Una guerra senza battaglie
“Io ci provo a fare dei film intelligenti, ma non uno – lo so – è all’altezza di La grande illusione” ha detto Woody Allen a proposito del film di Renoir. “Intelligente” è l’aggettivo giusto per questo film e anche per l’intera opera del regista francese.
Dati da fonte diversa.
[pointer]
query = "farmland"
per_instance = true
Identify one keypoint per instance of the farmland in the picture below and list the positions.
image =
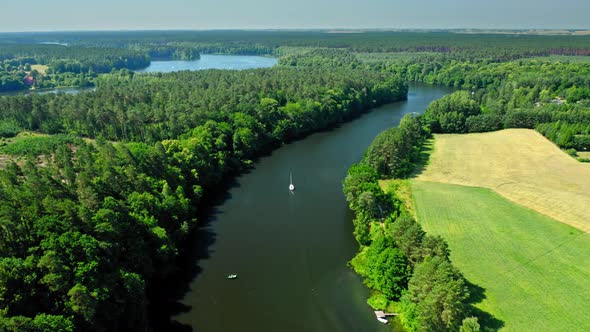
(534, 270)
(520, 165)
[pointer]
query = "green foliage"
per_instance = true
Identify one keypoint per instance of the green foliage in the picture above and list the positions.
(321, 58)
(38, 144)
(483, 123)
(83, 233)
(394, 151)
(470, 324)
(448, 114)
(436, 296)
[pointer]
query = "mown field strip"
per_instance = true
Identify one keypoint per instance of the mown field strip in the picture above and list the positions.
(520, 165)
(535, 271)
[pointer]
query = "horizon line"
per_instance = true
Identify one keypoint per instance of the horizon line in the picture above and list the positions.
(326, 29)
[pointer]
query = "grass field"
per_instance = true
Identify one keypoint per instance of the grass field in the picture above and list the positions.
(42, 69)
(535, 271)
(519, 164)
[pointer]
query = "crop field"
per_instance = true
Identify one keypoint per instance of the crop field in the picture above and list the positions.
(534, 270)
(519, 164)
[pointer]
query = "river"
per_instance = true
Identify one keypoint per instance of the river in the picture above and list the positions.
(290, 250)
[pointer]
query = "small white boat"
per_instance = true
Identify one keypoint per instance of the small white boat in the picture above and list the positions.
(291, 185)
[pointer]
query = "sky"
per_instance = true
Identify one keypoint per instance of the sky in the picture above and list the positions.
(52, 15)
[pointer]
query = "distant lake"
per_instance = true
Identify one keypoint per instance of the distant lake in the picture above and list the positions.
(209, 61)
(54, 43)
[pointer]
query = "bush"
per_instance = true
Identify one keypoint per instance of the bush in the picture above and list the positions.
(483, 123)
(525, 119)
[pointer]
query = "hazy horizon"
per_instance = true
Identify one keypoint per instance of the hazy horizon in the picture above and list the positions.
(116, 15)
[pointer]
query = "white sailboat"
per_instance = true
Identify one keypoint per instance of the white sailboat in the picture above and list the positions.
(291, 185)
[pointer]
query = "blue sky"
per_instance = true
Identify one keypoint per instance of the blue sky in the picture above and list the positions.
(42, 15)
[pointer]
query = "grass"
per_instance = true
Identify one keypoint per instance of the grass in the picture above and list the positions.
(402, 188)
(519, 164)
(535, 271)
(42, 69)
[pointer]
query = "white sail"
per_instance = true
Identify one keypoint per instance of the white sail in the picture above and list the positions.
(291, 185)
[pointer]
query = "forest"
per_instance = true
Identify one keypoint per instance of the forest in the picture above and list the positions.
(89, 224)
(98, 190)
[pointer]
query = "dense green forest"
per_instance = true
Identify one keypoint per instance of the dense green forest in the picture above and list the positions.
(67, 66)
(551, 97)
(99, 190)
(409, 270)
(88, 225)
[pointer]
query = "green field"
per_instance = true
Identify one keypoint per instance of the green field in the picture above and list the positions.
(535, 270)
(563, 58)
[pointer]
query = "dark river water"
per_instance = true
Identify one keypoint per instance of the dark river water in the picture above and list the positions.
(290, 250)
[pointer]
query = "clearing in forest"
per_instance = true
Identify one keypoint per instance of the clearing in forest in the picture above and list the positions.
(533, 270)
(519, 164)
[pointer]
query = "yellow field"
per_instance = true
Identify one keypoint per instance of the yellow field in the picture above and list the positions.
(519, 164)
(40, 68)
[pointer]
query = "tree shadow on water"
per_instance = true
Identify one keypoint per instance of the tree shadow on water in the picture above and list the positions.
(487, 321)
(166, 295)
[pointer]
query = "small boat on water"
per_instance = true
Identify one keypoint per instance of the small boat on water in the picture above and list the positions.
(291, 185)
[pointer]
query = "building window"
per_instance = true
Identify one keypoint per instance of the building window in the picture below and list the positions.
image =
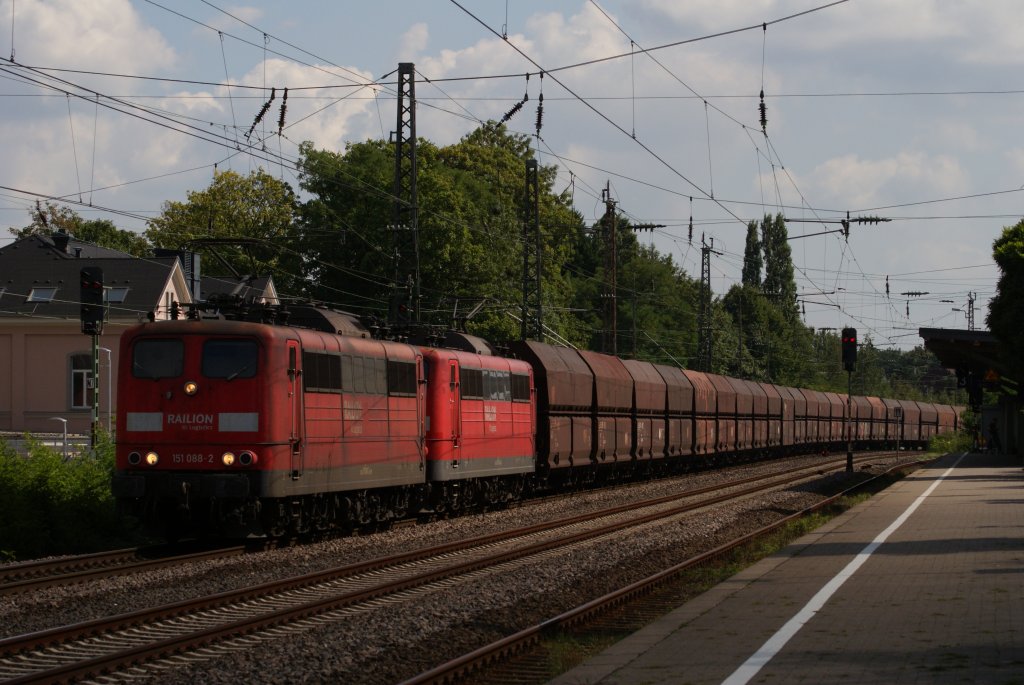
(81, 381)
(41, 295)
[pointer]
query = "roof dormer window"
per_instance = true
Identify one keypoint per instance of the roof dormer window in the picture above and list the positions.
(41, 295)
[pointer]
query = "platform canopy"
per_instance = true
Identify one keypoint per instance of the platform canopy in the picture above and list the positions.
(976, 356)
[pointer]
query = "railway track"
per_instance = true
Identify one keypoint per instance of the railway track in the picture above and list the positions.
(122, 642)
(521, 658)
(33, 575)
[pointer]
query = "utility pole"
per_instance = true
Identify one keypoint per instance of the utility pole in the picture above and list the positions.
(610, 268)
(704, 311)
(532, 309)
(404, 224)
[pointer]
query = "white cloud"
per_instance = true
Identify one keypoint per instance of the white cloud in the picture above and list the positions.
(852, 181)
(101, 35)
(414, 42)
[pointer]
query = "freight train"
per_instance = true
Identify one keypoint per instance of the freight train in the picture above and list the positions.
(274, 427)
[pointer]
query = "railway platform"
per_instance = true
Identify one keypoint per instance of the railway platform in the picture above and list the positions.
(922, 584)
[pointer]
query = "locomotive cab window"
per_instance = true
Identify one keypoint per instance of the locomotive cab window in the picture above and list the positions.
(229, 358)
(520, 388)
(158, 358)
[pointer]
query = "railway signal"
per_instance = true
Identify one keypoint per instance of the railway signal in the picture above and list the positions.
(91, 297)
(849, 348)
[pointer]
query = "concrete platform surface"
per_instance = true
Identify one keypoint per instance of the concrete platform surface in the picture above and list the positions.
(922, 584)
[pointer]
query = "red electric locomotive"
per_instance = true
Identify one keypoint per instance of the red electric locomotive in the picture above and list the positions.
(260, 428)
(242, 427)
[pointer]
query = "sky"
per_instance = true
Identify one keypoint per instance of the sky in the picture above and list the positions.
(907, 111)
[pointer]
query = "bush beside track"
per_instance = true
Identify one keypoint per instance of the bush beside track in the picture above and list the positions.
(49, 506)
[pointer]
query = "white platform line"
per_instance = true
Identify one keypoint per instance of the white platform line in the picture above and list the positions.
(769, 649)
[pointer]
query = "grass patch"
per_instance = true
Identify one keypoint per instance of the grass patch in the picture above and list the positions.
(951, 442)
(52, 506)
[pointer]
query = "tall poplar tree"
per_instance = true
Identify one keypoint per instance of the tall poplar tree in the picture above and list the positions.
(753, 260)
(778, 286)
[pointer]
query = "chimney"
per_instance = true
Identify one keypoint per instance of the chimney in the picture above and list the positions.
(60, 240)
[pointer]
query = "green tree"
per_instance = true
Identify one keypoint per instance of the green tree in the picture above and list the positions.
(470, 219)
(49, 218)
(778, 285)
(753, 260)
(257, 207)
(1006, 310)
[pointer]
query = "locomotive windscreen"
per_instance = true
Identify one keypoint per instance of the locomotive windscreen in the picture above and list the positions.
(158, 358)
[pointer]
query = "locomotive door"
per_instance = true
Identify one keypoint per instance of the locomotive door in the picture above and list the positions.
(296, 400)
(455, 401)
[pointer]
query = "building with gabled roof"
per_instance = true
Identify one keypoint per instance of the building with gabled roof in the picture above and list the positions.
(46, 366)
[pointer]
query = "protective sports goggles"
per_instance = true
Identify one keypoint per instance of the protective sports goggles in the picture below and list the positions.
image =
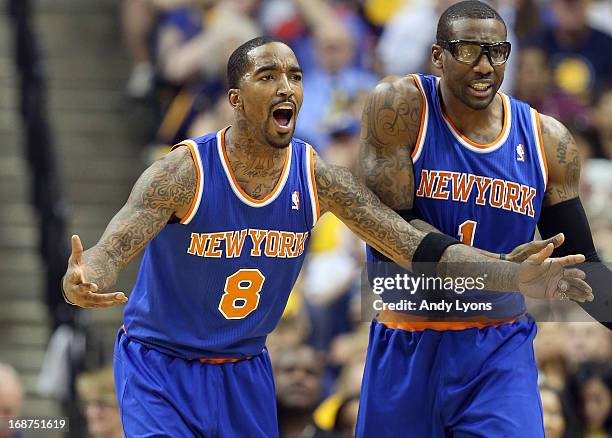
(469, 52)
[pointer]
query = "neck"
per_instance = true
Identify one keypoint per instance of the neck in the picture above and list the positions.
(256, 165)
(241, 141)
(466, 119)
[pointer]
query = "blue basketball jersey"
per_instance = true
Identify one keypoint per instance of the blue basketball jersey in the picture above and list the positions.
(215, 284)
(488, 196)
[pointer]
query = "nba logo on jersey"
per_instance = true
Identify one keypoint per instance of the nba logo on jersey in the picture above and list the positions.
(520, 152)
(295, 200)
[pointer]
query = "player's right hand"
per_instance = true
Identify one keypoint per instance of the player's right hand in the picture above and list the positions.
(544, 277)
(78, 290)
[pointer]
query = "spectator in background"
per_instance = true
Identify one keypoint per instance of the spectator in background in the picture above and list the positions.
(96, 390)
(11, 397)
(535, 85)
(331, 88)
(191, 48)
(586, 341)
(297, 21)
(553, 412)
(603, 118)
(590, 389)
(298, 373)
(346, 417)
(580, 54)
(550, 355)
(405, 44)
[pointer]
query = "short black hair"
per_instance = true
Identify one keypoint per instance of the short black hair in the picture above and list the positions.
(238, 62)
(461, 10)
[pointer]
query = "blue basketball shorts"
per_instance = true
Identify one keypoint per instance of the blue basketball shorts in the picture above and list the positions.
(455, 383)
(166, 396)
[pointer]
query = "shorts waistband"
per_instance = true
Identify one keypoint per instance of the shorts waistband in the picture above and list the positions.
(208, 360)
(415, 323)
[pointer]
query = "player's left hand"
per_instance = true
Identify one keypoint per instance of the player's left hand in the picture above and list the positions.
(544, 277)
(524, 251)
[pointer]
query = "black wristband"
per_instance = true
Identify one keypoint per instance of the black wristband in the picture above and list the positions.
(408, 215)
(429, 252)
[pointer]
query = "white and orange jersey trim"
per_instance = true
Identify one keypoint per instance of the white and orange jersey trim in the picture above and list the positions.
(312, 184)
(418, 147)
(537, 137)
(241, 194)
(197, 160)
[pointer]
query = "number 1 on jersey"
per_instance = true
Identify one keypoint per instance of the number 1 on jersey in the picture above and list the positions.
(467, 231)
(241, 295)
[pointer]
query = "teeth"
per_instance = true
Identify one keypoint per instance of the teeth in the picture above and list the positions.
(480, 87)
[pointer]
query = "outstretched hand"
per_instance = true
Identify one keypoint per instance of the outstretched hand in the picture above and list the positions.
(524, 251)
(544, 277)
(78, 290)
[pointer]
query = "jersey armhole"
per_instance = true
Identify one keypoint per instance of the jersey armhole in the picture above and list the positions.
(197, 160)
(312, 184)
(418, 146)
(537, 136)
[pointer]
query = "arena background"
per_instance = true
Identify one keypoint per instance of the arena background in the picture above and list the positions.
(91, 91)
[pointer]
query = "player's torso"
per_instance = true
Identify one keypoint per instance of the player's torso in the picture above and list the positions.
(488, 196)
(217, 284)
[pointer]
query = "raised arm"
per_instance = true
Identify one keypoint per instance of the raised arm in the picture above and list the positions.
(563, 213)
(341, 194)
(164, 190)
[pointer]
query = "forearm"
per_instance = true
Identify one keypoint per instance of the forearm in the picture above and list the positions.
(462, 261)
(99, 268)
(382, 228)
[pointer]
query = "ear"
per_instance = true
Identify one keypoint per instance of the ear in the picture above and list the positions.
(234, 98)
(436, 56)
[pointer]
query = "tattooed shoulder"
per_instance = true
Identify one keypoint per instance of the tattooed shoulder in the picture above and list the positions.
(169, 185)
(563, 160)
(389, 128)
(392, 113)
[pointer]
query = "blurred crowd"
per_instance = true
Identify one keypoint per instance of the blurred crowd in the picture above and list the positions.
(561, 64)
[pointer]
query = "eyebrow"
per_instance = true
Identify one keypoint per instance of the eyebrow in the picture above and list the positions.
(269, 67)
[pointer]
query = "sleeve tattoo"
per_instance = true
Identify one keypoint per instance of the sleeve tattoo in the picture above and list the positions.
(166, 187)
(375, 223)
(389, 127)
(563, 161)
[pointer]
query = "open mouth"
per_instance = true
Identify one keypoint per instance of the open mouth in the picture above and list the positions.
(282, 116)
(481, 88)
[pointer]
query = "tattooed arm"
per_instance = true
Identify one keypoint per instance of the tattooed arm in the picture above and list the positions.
(563, 162)
(165, 189)
(563, 212)
(390, 126)
(341, 194)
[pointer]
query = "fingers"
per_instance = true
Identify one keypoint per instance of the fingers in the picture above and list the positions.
(569, 260)
(577, 289)
(556, 240)
(85, 296)
(77, 249)
(573, 272)
(103, 300)
(539, 257)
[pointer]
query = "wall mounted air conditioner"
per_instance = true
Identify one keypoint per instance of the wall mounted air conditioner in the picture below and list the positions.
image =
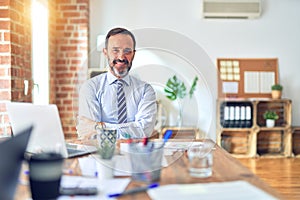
(231, 8)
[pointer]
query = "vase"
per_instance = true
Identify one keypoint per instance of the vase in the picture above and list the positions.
(270, 123)
(276, 94)
(180, 113)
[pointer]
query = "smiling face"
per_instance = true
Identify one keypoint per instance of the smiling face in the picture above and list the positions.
(120, 53)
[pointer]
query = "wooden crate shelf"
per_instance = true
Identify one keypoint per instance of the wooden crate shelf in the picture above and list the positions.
(257, 139)
(296, 141)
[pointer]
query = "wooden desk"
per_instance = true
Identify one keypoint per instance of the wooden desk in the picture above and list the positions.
(225, 168)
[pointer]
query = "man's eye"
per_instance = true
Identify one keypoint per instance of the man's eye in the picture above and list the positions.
(127, 51)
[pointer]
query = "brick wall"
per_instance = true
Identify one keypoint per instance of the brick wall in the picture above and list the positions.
(15, 55)
(68, 52)
(72, 25)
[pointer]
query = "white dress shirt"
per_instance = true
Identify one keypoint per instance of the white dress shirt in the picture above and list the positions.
(98, 102)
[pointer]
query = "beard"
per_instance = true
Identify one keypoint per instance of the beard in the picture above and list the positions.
(117, 71)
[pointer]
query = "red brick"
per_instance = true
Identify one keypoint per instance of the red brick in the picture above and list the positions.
(5, 95)
(4, 48)
(4, 60)
(4, 13)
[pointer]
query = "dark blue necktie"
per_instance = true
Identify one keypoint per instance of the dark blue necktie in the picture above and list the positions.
(122, 114)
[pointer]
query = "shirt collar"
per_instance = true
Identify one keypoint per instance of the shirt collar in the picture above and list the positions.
(111, 78)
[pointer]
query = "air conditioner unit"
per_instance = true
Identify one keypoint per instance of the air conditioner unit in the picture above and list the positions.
(231, 8)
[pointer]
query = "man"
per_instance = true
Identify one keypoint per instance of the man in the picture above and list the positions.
(99, 100)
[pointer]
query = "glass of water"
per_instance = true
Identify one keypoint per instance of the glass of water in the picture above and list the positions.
(200, 159)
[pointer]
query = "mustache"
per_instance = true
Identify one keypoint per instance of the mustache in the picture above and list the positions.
(119, 60)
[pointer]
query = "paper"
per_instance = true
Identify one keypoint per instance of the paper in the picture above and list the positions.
(223, 190)
(105, 187)
(230, 87)
(122, 165)
(258, 82)
(267, 79)
(251, 82)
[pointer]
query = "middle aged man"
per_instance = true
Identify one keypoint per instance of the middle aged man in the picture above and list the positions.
(117, 99)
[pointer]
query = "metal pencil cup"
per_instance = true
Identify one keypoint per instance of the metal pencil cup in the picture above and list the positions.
(145, 162)
(106, 142)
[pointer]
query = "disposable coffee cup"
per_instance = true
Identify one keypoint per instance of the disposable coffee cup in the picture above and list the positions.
(45, 171)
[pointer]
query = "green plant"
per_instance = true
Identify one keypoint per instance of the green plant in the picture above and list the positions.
(106, 150)
(175, 88)
(270, 114)
(277, 87)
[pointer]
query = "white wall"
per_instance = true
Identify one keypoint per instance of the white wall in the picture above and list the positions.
(275, 34)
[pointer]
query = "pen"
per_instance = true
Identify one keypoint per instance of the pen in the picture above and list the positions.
(135, 190)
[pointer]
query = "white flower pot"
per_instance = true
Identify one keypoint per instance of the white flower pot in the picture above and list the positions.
(270, 123)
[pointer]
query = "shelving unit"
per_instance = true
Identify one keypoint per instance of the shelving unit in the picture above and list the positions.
(242, 131)
(296, 141)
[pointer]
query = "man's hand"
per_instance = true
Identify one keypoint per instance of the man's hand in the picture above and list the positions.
(85, 128)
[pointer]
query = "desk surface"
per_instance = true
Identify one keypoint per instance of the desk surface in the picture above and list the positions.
(225, 168)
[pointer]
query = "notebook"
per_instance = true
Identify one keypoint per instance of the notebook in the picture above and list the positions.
(12, 154)
(48, 133)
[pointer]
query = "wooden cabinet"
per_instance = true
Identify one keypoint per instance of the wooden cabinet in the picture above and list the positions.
(296, 141)
(242, 131)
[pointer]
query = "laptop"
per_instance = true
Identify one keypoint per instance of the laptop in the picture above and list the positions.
(48, 133)
(12, 154)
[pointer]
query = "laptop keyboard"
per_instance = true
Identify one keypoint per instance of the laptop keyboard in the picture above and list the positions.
(73, 151)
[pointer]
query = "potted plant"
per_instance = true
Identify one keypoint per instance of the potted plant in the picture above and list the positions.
(175, 89)
(276, 91)
(270, 116)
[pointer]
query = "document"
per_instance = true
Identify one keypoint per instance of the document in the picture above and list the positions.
(105, 187)
(235, 190)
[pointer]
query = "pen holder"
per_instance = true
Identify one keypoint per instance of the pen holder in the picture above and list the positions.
(145, 162)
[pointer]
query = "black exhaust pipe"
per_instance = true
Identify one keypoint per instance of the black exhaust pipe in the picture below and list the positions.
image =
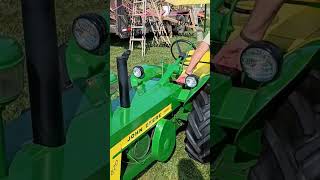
(43, 72)
(123, 79)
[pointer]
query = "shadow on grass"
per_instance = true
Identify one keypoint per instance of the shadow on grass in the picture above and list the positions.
(188, 170)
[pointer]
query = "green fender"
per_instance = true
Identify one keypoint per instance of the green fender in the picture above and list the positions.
(202, 82)
(294, 65)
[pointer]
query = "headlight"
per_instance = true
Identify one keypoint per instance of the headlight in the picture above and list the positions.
(138, 71)
(191, 81)
(261, 61)
(89, 31)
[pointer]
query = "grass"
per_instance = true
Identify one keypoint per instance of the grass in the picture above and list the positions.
(180, 166)
(11, 25)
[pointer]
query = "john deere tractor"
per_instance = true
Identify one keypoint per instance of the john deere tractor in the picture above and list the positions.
(151, 107)
(64, 134)
(265, 122)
La grande illusione è un film di guerra “pacifico” che si concentra sui dialoghi e sorvola sulle battaglie con delle eleganti ellissi. I personaggi sono soldati e ufficiali ma vorrebbero essere altro: sognano di tornare alla vita da civili sani e salvi, anche se l’onore gli impone di fuggire dai campi di prigionia tedeschi. L’unico vero guerriero è il capitano Von Rauffenstein (Erich Von Stroheim) ma è privato della possibilità di combattere dalle fratture riportate in un incidente aereo. La grande illusione è un importante predecessore di La grande fuga, non solo perché parla di prigionieri di guerra che tentano la fuga, ma soprattutto per l’idea ardita di una convivenza pacifica tra aggressori e vittime. In entrambi i film le contingenze drammatiche sembrano avvicinare i popoli anziché allontanarli, la prigionia diventa un gioco e le differenze linguistiche sono superate con grande ingegnosità. Proprio come nel film John Sturges, decisamente più spaccone di Renoir ma anch’esso intelligente, i soldati tedeschi vogliono solo attendere la fine della guerra tranquillamente e sono pronti a trattare i prigionieri con umanità fintanto che essi non creano problemi. La guerra diventa un gioco di ruolo del quale tutti gli uomini farebbero volentieri a meno; ciò è impossibile e quindi non rimane che interpretare la propria parte, ammazzarsi a vicenda se necessario ma senza mai scordare le buone maniere. Questo concetto è ben sintetizzato nello scambio di battute tra il capitano Boeldieu (Pierre Fresnay) e un soldato tedesco intento a perquisirlo: “Chiedo scusa capitano ma abbiamo l’ordine di perquisirvi. È la guerra”. “D’accordo ma fatelo educatamente!”. Non c’è nessuna contraddizione o ironia nella scena. Le buone maniere sono, per Renoir, l’unico modo per mantenere l’umanità quando il mondo tenta di imbestialirci o reificarci. La grande illusione è anche un film che dà un’immagine chiara dell’aristocrazia. Essa ha il potere di conservare l’identità e il contegno anche nelle condizioni più disperate e, quindi, ha il dovere di dare l’esempio ai soldati di rango più basso. Questa classe sociale sa di essere in via di estinzione, da qui il profondo decadentismo delle figure di Rauffenstein e Boeldieu. Tuttavia la loro magnifica eloquenza unita al loro coraggio li rendono i veri eroi di questo film e i rappresentanti di un’aristocrazia buona, ideale.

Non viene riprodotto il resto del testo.